At least 20 ESG-focused ETFs have launched in the U.S. this year through Wednesday, according to data compiled by Bloomberg. While comparisons are difficult to make because of evolving classifications, that’s roughly double a tally of nine from the same period in 2021, and compares with two in 2020 and just one in 2019.
The acceleration is a bid by issuers to grab a slice of a sector that punches above its weight in terms of winning new cash. Products targeting investments with higher environmental, social and governance standards represent about 4% of the $10 trillion global ETF market by assets, yet have gathered almost $25 billion of inflows in 2022 — around 8% of the total.

“Despite a shifting economic environment, investors are gaining comfort in investing with an ESG lens in 2022,” said Todd Rosenbluth, head of research at ETF Trends. “Asset managers are rounding out their ESG suite of products to provide investors with more tools to build broadly diversified ETF portfolios.”
It all underscores a bounce-back in demand for ESG investment vehicles, even as rising borrowing costs and Russia’s invasion of Ukraine roil assets globally.
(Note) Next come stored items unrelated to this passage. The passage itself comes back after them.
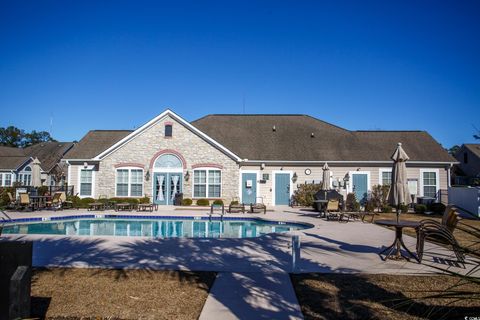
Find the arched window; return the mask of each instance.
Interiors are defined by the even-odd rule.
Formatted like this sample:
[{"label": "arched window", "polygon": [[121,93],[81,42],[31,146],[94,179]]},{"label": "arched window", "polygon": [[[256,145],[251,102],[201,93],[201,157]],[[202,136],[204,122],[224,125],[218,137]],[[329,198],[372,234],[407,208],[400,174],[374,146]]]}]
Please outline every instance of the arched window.
[{"label": "arched window", "polygon": [[155,160],[154,168],[183,168],[182,161],[173,154],[164,154]]}]

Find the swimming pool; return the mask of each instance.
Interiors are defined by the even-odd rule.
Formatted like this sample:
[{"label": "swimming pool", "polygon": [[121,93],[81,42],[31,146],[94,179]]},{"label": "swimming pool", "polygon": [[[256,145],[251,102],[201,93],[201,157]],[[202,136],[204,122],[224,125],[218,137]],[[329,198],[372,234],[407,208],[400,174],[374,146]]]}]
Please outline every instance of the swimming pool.
[{"label": "swimming pool", "polygon": [[4,234],[116,236],[149,238],[254,238],[264,234],[310,228],[294,222],[259,218],[149,217],[83,215],[19,219],[4,226]]}]

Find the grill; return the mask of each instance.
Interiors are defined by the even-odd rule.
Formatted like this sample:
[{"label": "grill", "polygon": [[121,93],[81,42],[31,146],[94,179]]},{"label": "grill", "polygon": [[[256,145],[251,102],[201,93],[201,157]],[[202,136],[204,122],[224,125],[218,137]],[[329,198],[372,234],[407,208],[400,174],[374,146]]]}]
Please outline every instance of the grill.
[{"label": "grill", "polygon": [[[314,195],[315,200],[338,200],[339,207],[343,208],[343,196],[336,190],[320,190]],[[315,210],[321,211],[321,202],[315,202]]]}]

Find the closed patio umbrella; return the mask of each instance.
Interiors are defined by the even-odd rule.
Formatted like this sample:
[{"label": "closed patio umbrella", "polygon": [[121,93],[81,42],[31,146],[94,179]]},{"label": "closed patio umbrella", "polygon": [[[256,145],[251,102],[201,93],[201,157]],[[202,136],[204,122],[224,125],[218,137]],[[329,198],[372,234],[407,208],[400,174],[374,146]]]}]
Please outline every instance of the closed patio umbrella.
[{"label": "closed patio umbrella", "polygon": [[330,168],[328,167],[328,164],[326,162],[322,169],[323,169],[323,178],[322,178],[321,189],[328,190],[330,189]]},{"label": "closed patio umbrella", "polygon": [[397,208],[398,222],[400,205],[411,203],[410,192],[408,191],[407,166],[405,164],[409,157],[403,150],[400,142],[391,158],[393,160],[392,184],[388,192],[388,203]]},{"label": "closed patio umbrella", "polygon": [[32,186],[40,187],[42,185],[42,175],[40,173],[40,160],[35,158],[32,162]]}]

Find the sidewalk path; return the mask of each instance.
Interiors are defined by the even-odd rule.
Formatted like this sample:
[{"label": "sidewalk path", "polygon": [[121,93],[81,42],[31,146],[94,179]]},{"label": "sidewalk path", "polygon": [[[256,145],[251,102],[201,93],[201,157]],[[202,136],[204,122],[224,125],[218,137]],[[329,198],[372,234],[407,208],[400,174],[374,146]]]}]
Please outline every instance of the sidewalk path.
[{"label": "sidewalk path", "polygon": [[199,319],[293,320],[303,315],[287,273],[221,272]]}]

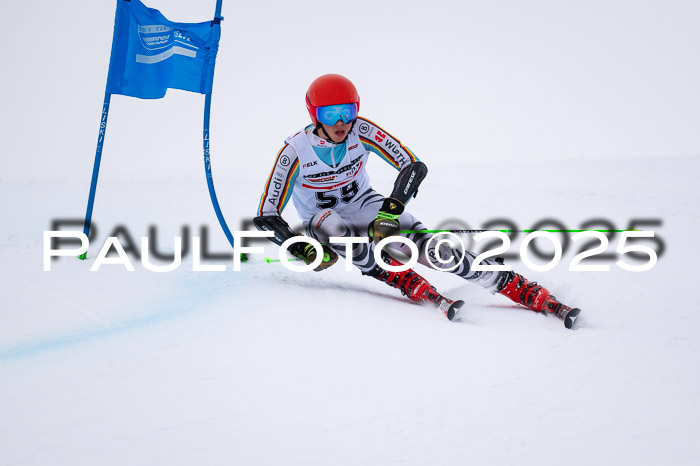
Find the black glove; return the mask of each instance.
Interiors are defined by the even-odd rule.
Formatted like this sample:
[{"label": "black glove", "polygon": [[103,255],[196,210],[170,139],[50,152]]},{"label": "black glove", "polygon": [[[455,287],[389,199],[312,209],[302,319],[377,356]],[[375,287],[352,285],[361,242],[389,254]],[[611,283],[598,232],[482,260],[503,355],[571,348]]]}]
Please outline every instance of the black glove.
[{"label": "black glove", "polygon": [[[323,248],[323,260],[321,264],[314,269],[314,272],[326,270],[328,267],[338,262],[338,254],[336,254],[334,250],[326,244],[322,244],[321,247]],[[289,248],[289,252],[302,260],[306,265],[316,260],[316,248],[311,243],[307,243],[306,245],[303,243],[294,243],[294,245]]]},{"label": "black glove", "polygon": [[377,216],[369,224],[368,233],[375,244],[388,236],[398,236],[401,234],[399,216],[403,213],[404,205],[393,197],[384,199],[382,208]]}]

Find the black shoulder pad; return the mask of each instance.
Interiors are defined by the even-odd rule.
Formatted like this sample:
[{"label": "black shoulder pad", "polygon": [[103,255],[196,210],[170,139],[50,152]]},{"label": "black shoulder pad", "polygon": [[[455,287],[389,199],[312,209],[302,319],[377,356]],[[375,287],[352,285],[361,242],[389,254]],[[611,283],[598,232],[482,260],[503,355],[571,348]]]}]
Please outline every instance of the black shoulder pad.
[{"label": "black shoulder pad", "polygon": [[297,233],[289,228],[289,224],[279,215],[261,215],[255,217],[253,219],[253,224],[255,228],[260,231],[273,232],[275,236],[270,238],[270,241],[280,246],[289,238],[297,236]]},{"label": "black shoulder pad", "polygon": [[428,174],[428,167],[423,162],[413,162],[403,167],[394,182],[391,197],[406,204],[418,192],[423,179]]}]

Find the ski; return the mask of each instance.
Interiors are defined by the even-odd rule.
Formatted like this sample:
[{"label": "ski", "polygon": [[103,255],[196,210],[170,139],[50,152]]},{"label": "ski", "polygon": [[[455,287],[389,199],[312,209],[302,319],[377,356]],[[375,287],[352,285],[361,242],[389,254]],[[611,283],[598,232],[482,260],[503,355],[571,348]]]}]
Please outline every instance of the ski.
[{"label": "ski", "polygon": [[421,297],[423,302],[432,303],[435,307],[440,309],[445,316],[453,322],[462,320],[461,311],[464,306],[464,301],[446,298],[441,295],[434,286],[426,289]]},{"label": "ski", "polygon": [[451,322],[459,322],[462,320],[462,308],[464,307],[464,301],[458,299],[457,301],[452,301],[451,299],[443,298],[440,303],[440,310],[445,313],[445,316]]},{"label": "ski", "polygon": [[565,308],[559,313],[559,317],[564,319],[564,327],[571,329],[576,324],[579,314],[581,314],[581,309],[575,308]]}]

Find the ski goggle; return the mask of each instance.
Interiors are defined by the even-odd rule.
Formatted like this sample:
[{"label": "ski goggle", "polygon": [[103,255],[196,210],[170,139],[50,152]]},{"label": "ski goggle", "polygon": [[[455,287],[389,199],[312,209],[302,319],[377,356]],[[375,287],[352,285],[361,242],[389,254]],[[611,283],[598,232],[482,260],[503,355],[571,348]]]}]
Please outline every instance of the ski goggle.
[{"label": "ski goggle", "polygon": [[338,120],[350,123],[355,118],[357,118],[357,104],[326,105],[316,109],[316,119],[328,126],[333,126]]}]

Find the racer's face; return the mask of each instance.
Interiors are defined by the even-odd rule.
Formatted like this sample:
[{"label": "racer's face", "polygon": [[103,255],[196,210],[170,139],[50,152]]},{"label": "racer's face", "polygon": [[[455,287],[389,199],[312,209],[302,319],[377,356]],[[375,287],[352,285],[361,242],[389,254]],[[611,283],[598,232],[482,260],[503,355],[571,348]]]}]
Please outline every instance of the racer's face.
[{"label": "racer's face", "polygon": [[341,120],[338,120],[336,124],[333,126],[328,126],[324,125],[321,123],[321,126],[323,126],[323,129],[326,131],[326,134],[328,134],[331,137],[331,140],[335,143],[340,143],[343,142],[350,132],[350,129],[352,128],[352,122],[350,123],[343,123]]}]

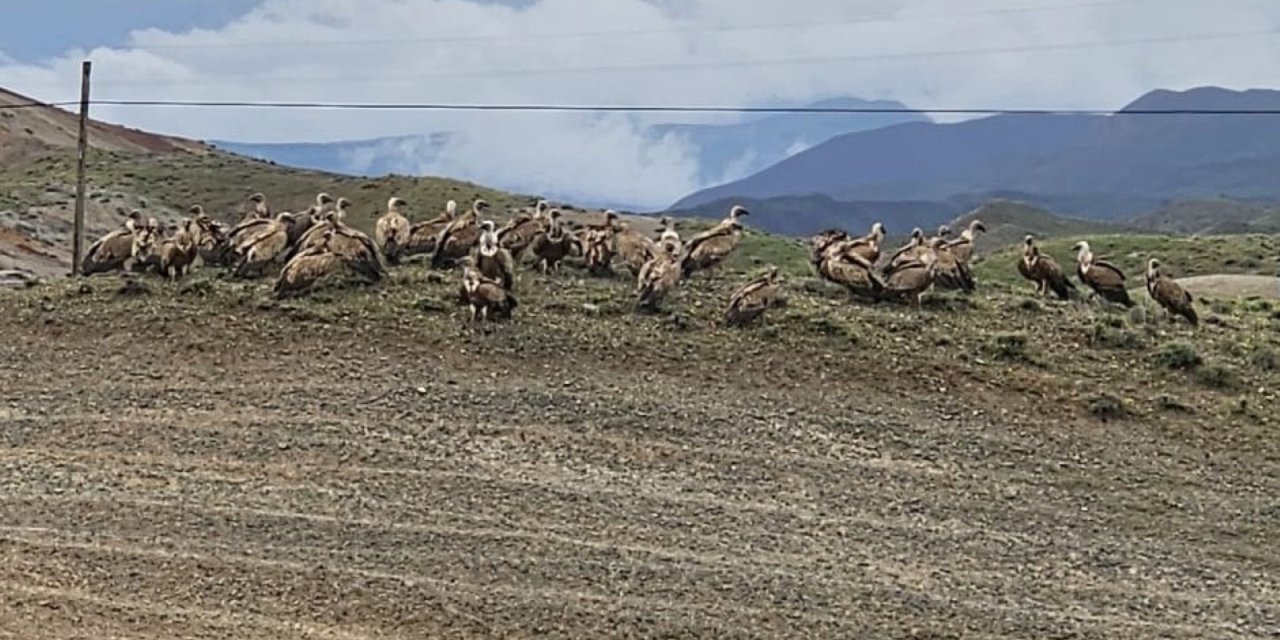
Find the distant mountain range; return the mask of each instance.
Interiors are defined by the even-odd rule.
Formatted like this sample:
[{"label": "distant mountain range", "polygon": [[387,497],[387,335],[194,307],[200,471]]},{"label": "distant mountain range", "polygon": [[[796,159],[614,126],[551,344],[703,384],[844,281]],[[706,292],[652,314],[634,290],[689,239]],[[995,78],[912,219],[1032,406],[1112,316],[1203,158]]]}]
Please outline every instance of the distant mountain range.
[{"label": "distant mountain range", "polygon": [[[900,102],[835,98],[808,105],[821,109],[905,109]],[[729,124],[657,124],[644,131],[646,139],[673,136],[690,144],[698,158],[702,184],[717,184],[763,170],[788,155],[820,144],[834,136],[867,131],[905,122],[928,122],[914,113],[779,113],[750,115]],[[370,140],[336,142],[255,143],[215,140],[214,146],[240,155],[303,169],[376,177],[388,174],[416,175],[444,153],[456,134],[423,133]],[[497,184],[519,190],[519,185]],[[572,198],[567,185],[565,197]],[[590,203],[629,208],[618,203]]]},{"label": "distant mountain range", "polygon": [[[1280,110],[1280,91],[1162,90],[1121,111],[1152,110]],[[748,200],[769,212],[755,219],[764,228],[809,233],[848,219],[848,210],[908,207],[898,224],[937,224],[976,202],[1011,198],[1114,220],[1223,196],[1280,201],[1280,117],[998,115],[898,124],[837,136],[670,209],[719,217],[731,201]]]}]

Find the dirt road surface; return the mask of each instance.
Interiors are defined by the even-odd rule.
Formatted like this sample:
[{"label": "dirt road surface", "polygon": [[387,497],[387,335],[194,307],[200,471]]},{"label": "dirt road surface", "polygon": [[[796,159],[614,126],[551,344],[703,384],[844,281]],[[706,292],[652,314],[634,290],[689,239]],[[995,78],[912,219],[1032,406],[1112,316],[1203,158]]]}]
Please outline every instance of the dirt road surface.
[{"label": "dirt road surface", "polygon": [[38,317],[0,346],[0,637],[1280,633],[1274,446],[829,345]]}]

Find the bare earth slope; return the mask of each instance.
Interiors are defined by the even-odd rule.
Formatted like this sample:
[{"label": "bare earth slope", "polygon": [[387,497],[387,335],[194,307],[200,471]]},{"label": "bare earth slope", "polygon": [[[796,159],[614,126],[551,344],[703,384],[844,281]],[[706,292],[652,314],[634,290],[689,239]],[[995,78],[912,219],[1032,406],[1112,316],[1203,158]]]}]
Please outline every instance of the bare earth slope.
[{"label": "bare earth slope", "polygon": [[[793,277],[726,331],[730,283],[644,317],[571,271],[522,275],[516,320],[476,331],[453,278],[0,292],[0,637],[1280,628],[1269,308],[1193,337]],[[1187,338],[1236,378],[1158,364]]]}]

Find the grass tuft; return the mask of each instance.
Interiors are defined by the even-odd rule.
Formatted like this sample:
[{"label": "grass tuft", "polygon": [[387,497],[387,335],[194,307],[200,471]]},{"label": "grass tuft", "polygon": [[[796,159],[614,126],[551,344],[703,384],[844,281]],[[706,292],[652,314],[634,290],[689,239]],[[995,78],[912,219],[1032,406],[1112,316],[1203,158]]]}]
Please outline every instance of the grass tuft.
[{"label": "grass tuft", "polygon": [[1166,369],[1195,369],[1204,363],[1196,348],[1186,340],[1175,340],[1160,348],[1155,355],[1156,364]]}]

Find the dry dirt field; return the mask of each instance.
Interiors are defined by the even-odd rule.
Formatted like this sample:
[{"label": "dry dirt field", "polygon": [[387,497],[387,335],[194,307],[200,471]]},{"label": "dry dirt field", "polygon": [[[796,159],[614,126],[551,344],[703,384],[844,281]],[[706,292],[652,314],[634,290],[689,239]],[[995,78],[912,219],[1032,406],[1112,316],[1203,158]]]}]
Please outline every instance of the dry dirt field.
[{"label": "dry dirt field", "polygon": [[[797,286],[728,332],[540,282],[486,332],[451,283],[116,286],[0,292],[2,638],[1280,634],[1274,409],[1225,408],[1275,376],[1034,333],[1083,312]],[[996,328],[1040,362],[973,356]]]}]

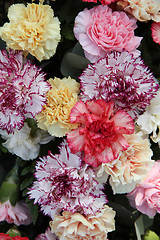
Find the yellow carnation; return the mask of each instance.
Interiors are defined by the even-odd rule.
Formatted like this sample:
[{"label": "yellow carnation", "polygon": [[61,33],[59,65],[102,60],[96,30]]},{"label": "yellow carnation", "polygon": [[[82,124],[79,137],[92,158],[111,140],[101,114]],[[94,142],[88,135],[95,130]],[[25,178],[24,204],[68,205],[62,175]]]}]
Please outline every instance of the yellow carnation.
[{"label": "yellow carnation", "polygon": [[70,123],[70,112],[78,101],[79,83],[69,78],[50,79],[51,89],[47,93],[47,104],[36,119],[41,129],[52,136],[63,137],[77,124]]},{"label": "yellow carnation", "polygon": [[10,22],[0,28],[7,47],[27,51],[39,61],[55,54],[61,37],[60,22],[49,5],[13,4],[8,18]]}]

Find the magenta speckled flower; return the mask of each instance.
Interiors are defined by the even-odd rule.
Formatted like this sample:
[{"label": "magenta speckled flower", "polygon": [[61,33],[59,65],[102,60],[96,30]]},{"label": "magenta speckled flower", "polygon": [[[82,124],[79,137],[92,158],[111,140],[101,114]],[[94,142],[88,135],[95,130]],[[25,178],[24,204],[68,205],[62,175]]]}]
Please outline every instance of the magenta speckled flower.
[{"label": "magenta speckled flower", "polygon": [[159,85],[141,58],[128,52],[112,52],[80,76],[81,99],[114,101],[115,110],[128,112],[133,119],[142,113]]},{"label": "magenta speckled flower", "polygon": [[37,162],[35,177],[30,198],[51,218],[62,210],[94,214],[107,202],[93,169],[82,164],[66,143],[61,145],[60,154],[49,152]]},{"label": "magenta speckled flower", "polygon": [[142,38],[134,35],[136,19],[125,12],[114,11],[99,5],[80,12],[74,25],[74,35],[90,62],[96,62],[111,51],[126,50],[139,55],[136,50]]},{"label": "magenta speckled flower", "polygon": [[0,51],[0,128],[12,133],[20,129],[26,116],[35,116],[42,110],[49,90],[44,73],[22,52]]}]

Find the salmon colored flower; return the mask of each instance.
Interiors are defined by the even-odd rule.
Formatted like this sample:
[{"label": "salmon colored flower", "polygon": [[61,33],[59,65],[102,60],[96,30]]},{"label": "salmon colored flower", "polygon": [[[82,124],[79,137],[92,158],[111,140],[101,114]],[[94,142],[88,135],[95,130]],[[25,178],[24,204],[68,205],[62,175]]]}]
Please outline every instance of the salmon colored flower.
[{"label": "salmon colored flower", "polygon": [[[102,163],[97,172],[97,180],[109,177],[114,194],[129,193],[147,176],[154,161],[153,152],[148,139],[142,138],[142,133],[126,135],[129,147],[121,152],[117,159]],[[101,181],[100,181],[101,182]]]},{"label": "salmon colored flower", "polygon": [[132,118],[125,111],[114,114],[114,102],[80,101],[72,108],[72,123],[80,126],[67,134],[71,152],[84,151],[83,160],[93,167],[116,159],[129,145],[123,134],[134,132]]},{"label": "salmon colored flower", "polygon": [[47,104],[36,116],[39,128],[48,130],[52,136],[63,137],[77,127],[70,122],[70,112],[78,101],[79,83],[68,78],[50,79],[50,91],[47,93]]},{"label": "salmon colored flower", "polygon": [[8,18],[10,22],[0,28],[0,37],[9,48],[27,51],[39,61],[55,54],[60,41],[60,22],[49,5],[13,4]]},{"label": "salmon colored flower", "polygon": [[50,222],[51,230],[60,240],[106,240],[108,232],[115,230],[115,211],[105,205],[95,215],[83,216],[79,212],[64,211]]},{"label": "salmon colored flower", "polygon": [[160,22],[159,0],[120,0],[117,4],[141,22]]},{"label": "salmon colored flower", "polygon": [[153,22],[151,25],[152,38],[155,43],[160,44],[160,22]]}]

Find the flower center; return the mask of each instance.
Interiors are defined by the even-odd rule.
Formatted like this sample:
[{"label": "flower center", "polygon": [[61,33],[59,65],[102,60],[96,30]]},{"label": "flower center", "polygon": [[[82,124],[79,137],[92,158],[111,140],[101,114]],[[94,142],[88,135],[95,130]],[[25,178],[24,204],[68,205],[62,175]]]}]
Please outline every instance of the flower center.
[{"label": "flower center", "polygon": [[[114,100],[121,107],[126,108],[131,106],[136,101],[136,92],[139,88],[139,84],[136,83],[132,76],[124,76],[123,72],[119,69],[110,69],[105,76],[100,76],[101,84],[100,91],[101,96],[109,102]],[[137,97],[137,102],[139,98]]]},{"label": "flower center", "polygon": [[54,190],[52,191],[52,196],[56,201],[60,200],[62,196],[68,198],[74,197],[74,195],[79,192],[79,179],[72,177],[72,174],[77,174],[77,170],[75,172],[73,169],[65,169],[63,173],[54,177]]},{"label": "flower center", "polygon": [[6,89],[0,89],[0,99],[1,99],[1,110],[6,111],[6,109],[16,109],[16,97],[15,89],[12,86],[7,86]]},{"label": "flower center", "polygon": [[87,142],[98,152],[117,140],[114,122],[95,121],[87,126]]}]

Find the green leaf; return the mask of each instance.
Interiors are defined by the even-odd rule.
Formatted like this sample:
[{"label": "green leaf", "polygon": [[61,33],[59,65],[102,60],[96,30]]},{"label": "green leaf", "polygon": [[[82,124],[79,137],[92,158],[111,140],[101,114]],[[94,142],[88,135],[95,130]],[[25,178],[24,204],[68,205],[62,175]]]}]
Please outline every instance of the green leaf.
[{"label": "green leaf", "polygon": [[72,24],[64,25],[61,29],[61,34],[64,38],[66,38],[68,40],[71,40],[71,41],[75,40]]},{"label": "green leaf", "polygon": [[28,196],[28,194],[27,194],[28,191],[29,191],[28,189],[24,189],[23,192],[22,192],[22,197]]},{"label": "green leaf", "polygon": [[19,184],[15,182],[3,182],[0,187],[0,202],[10,201],[12,206],[15,206],[19,196]]},{"label": "green leaf", "polygon": [[151,231],[151,230],[148,230],[145,235],[144,235],[144,240],[160,240],[160,238],[158,237],[158,235]]},{"label": "green leaf", "polygon": [[4,152],[4,153],[7,153],[7,152],[8,152],[7,148],[5,148],[3,145],[0,145],[0,149],[1,149],[1,151]]},{"label": "green leaf", "polygon": [[24,176],[28,173],[33,173],[33,172],[34,172],[34,168],[32,166],[28,166],[22,170],[21,175]]},{"label": "green leaf", "polygon": [[32,221],[33,224],[35,225],[36,221],[37,221],[37,217],[38,217],[38,205],[34,204],[33,200],[31,200],[29,203],[29,208],[32,214]]},{"label": "green leaf", "polygon": [[137,235],[137,240],[142,240],[141,235],[144,235],[144,224],[142,215],[134,222],[134,226]]},{"label": "green leaf", "polygon": [[27,118],[25,122],[27,122],[28,126],[31,128],[31,137],[34,137],[38,129],[36,121],[32,118]]},{"label": "green leaf", "polygon": [[20,190],[24,190],[25,188],[29,187],[33,182],[33,176],[26,178],[20,185]]},{"label": "green leaf", "polygon": [[85,57],[70,52],[64,55],[60,70],[63,76],[78,78],[88,63],[89,61]]},{"label": "green leaf", "polygon": [[21,236],[21,233],[18,231],[18,229],[16,229],[15,227],[9,229],[9,231],[7,232],[7,234],[10,237],[16,237],[16,236]]}]

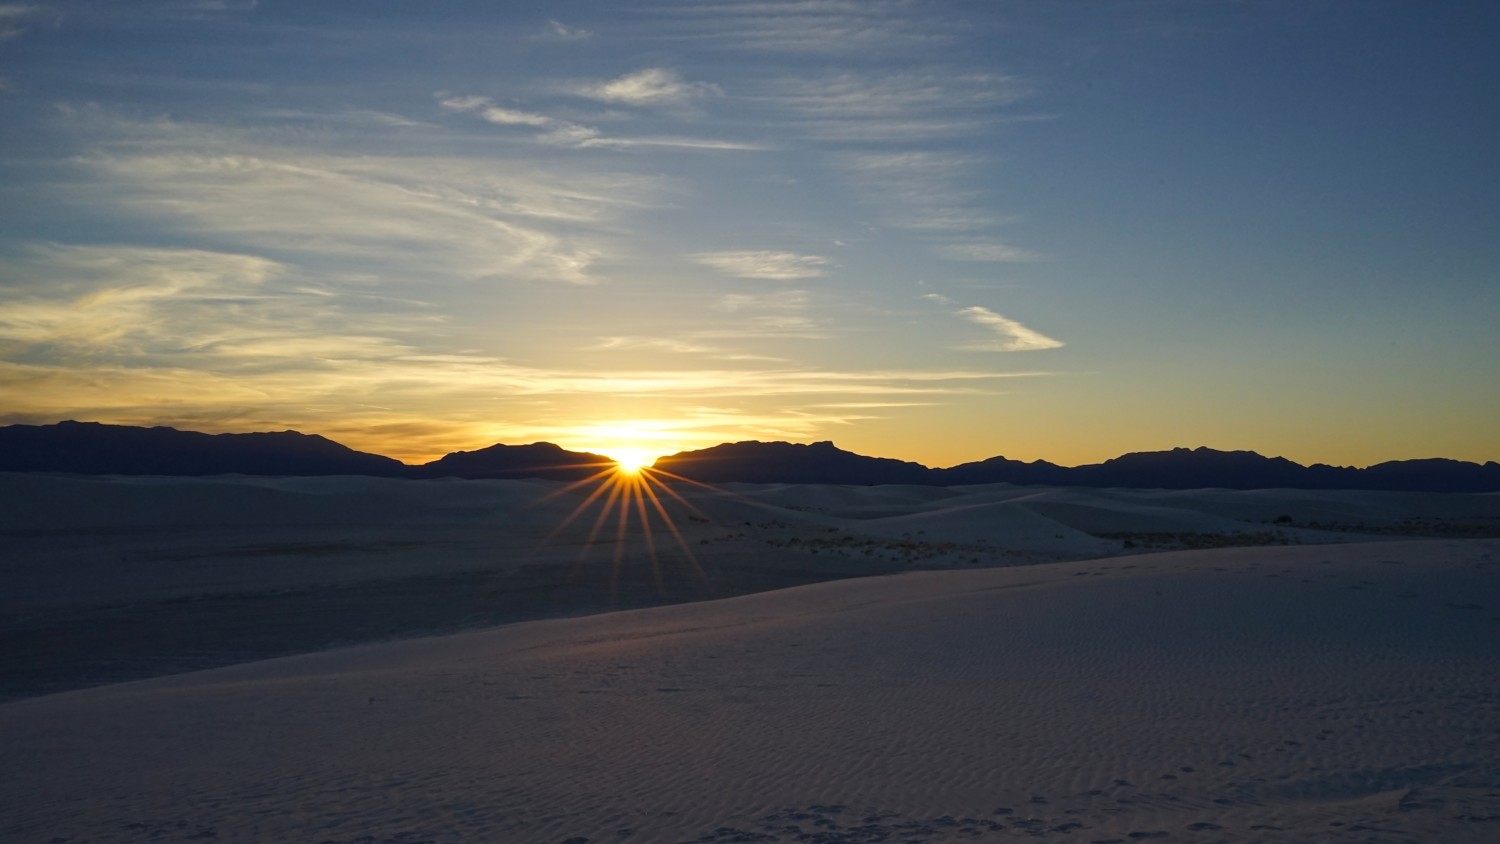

Earlier this year, it appeared investor appetite was waning as a broad U.S. stock sell-off sent traders in search of safety.
But the long-term outlook remains positive. Almost 90% of ETF investors globally plan to add ESG exposure to their portfolios, according to the results of a survey by Brown Brothers Harriman released last month.
The war may even have brought new focus to various social and sustainability issues, according to Laura Kane, head of ESG research at Voya Investment Management. For instance, clean-energy funds stand to benefit from the push to reduce fuel dependence on Russia, she said.
In the U.S., ESG ETFs launched this year have already amassed more than $1 billion in assets, the data show. The biggest new arrivals include the iShares Paris-Aligned Climate MSCI USA ETF (PABU), which has gathered $620 million, and the AXS Change Finance ESG ETF (CHGX), which has $116 million.
Fund managers launching ESG funds are increasingly broadening their investment opportunities by taking a longer-term view on carbon commitments, according to James Maund, head of capital markets at KraneShares. The KraneShares Global Carbon Transformation ETF (KGHG) is among funds that launched this year.
Traditional green-fund investing has tended to exclude so-called “bad actors,” or firms with climate goals that don’t mesh with the broader sustainability theme, Maund said.
“The next evolution is not necessarily to filter out companies based on where they stand now, but think about what companies are committed to doing in the future,” he said.